Leonel Carvalho recorda a preparação da segurança no Euro 2004, um acontecimemento internacional e com a ameaça terrorista, mas onde se sabia quantas pessoas iam estar nos estádios. Tudo começou a ser preparado um ano e meio antes, face à situação excecional. Mas há elementos que devem ser tidos em conta em quaisquer circunstâncias: "avaliação dos riscos e as ameaças e a forma de responder. Prevenir e, se a prevenção falhar, como atuar". Na terça-feira, diz, "não se sabia se o Sporting era ou não campeão, como iriam reagir os adeptos, que idade tinham, etc. É uma situação não expectável em termos de comportamentos. No terreno, a polícia atuou relativamente bem com os meios que tinha, aí pode-se pôr em causa se os meios seriam suficientes, mas se fosse para afastar as pessoas com mais força poderia provocar consequências piores", diz Leonel Carvalho.

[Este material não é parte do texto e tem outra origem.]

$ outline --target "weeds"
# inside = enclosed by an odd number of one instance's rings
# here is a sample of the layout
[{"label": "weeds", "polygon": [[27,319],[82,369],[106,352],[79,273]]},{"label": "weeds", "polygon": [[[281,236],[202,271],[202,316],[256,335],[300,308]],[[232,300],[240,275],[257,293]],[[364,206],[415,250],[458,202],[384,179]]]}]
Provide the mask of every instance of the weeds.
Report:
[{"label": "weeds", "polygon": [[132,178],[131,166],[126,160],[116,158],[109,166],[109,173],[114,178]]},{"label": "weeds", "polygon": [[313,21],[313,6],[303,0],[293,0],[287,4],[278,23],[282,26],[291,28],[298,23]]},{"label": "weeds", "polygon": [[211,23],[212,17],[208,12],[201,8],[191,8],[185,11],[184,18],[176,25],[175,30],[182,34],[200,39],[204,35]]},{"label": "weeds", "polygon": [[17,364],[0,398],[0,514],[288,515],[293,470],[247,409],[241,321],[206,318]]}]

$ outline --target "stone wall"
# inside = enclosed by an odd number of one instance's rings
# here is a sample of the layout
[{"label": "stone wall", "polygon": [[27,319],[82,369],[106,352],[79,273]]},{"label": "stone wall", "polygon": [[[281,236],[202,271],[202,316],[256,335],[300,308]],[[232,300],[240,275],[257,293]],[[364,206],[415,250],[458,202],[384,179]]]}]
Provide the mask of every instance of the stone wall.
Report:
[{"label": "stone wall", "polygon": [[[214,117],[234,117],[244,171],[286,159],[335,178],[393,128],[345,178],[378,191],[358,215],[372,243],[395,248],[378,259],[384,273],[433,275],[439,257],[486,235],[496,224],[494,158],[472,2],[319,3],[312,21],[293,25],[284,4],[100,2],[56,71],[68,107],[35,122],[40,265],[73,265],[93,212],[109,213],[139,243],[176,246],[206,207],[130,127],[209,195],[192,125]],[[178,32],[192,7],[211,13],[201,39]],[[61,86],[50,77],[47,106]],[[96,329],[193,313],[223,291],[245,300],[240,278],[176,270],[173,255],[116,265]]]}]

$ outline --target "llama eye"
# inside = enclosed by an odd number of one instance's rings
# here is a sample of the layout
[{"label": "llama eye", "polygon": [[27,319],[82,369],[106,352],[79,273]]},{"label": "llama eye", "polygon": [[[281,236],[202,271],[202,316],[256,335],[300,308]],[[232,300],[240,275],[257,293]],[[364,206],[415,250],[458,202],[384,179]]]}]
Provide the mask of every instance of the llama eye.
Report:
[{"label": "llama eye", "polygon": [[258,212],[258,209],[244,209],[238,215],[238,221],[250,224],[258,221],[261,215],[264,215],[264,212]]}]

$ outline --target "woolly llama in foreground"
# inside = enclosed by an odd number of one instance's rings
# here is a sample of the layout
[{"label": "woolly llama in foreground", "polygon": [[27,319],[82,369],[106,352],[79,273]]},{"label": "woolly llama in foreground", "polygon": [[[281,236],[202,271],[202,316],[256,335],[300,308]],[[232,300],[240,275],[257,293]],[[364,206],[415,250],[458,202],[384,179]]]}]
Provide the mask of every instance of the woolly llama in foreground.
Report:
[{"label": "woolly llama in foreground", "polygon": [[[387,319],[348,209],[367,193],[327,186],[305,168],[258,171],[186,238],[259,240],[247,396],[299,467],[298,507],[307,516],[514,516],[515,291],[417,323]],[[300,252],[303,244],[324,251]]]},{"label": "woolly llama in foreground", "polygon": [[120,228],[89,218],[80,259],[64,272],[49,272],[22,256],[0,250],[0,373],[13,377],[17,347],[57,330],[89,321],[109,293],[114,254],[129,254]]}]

A acrescenta que o cenário poderia ser pior se a decisão do título ficasse para o próximo jogo, entre o Benfica e o Sporting, dada a rivalidade entre as claques.
A Câmara Municipal de Lisboa lamentou os acontecimentos da noite de terça-feira e acabou por mudar os moldes com que vai receber a equipa a 20 de maio, "esse sim, um evento organizado pela autarquia", sublinha. "Ao contrário do que é tradição, não haverá evento público. Não será permitida a presença de adeptos na Praça do Município, bem como nas praças e ruas adjacentes, estando a cerimónia reservada a convidados e atletas do Sporting Clube de Portugal (em especial das escolas do Sporting), bem como aos órgãos de comunicação social".
A autarquia liderada por Fernando Medina informa que houve várias reuniões preparatórias para reagir aos festejos do campeonato. "Apesar do contexto de pandemia, essa aglomeração espontânea de pessoas era muito provável e colocava particulares desafios ao clube campeão e às autoridades de saúde e forças de segurança. Refira-se que não vigora hoje no nosso país qualquer limitação horária ou outra à circulação das pessoas em espaço público. A preocupação foi diminuir o previsível afluxo de pessoas a um ponto único: a praça do Marquês de Pombal", o que a autarquia diz ter conseguido.
Contactado pelo DN, o Sporting não quis comentar os acontecimentos. Lembra que o clube contactou todas as entidades envolvidas (Liga Portugal, CML, PSP) "a tempo e horas" e que o plano de festas foi autorizado por todos.
Menos de 24 horas depois de o Sporting confirmar a conquista do campeonato nacional, a Liga de Clubes anunciou que os jogos da 34.ª e última jornada vão poder contar com público nas bancadas, embora limitado a 10% da lotação dos estádios. Além disso, só poderão assistir aos jogos adeptos da equipa visitada e que apresentem teste negativo à covid-19. Os do Sporting (pelo menos alguns) terão assim a oportunidade de assistir em Alvalade à despedida da equipa de Rúben Amorim do campeonato, frente ao Marítimo. Os jogos da última jornada ainda não têm horário definido, mas estão marcados para 18 e 19 de maio. "A decisão foi tomada depois de várias reuniões da Liga Portuguesa de Futebol Profissional [LPFP] e da Federação Portuguesa de Futebol [FPF] com as autoridades de saúde pública e o governo, e que se intensificaram nas últimas semanas. O plano apresentado pelas entidades desportivas contou com a colaboração e a validação da DGS", disse a Liga em comunicado, acrescentando que "os jogos são eventos-teste que podem viabilizar o regresso de público aos estádios".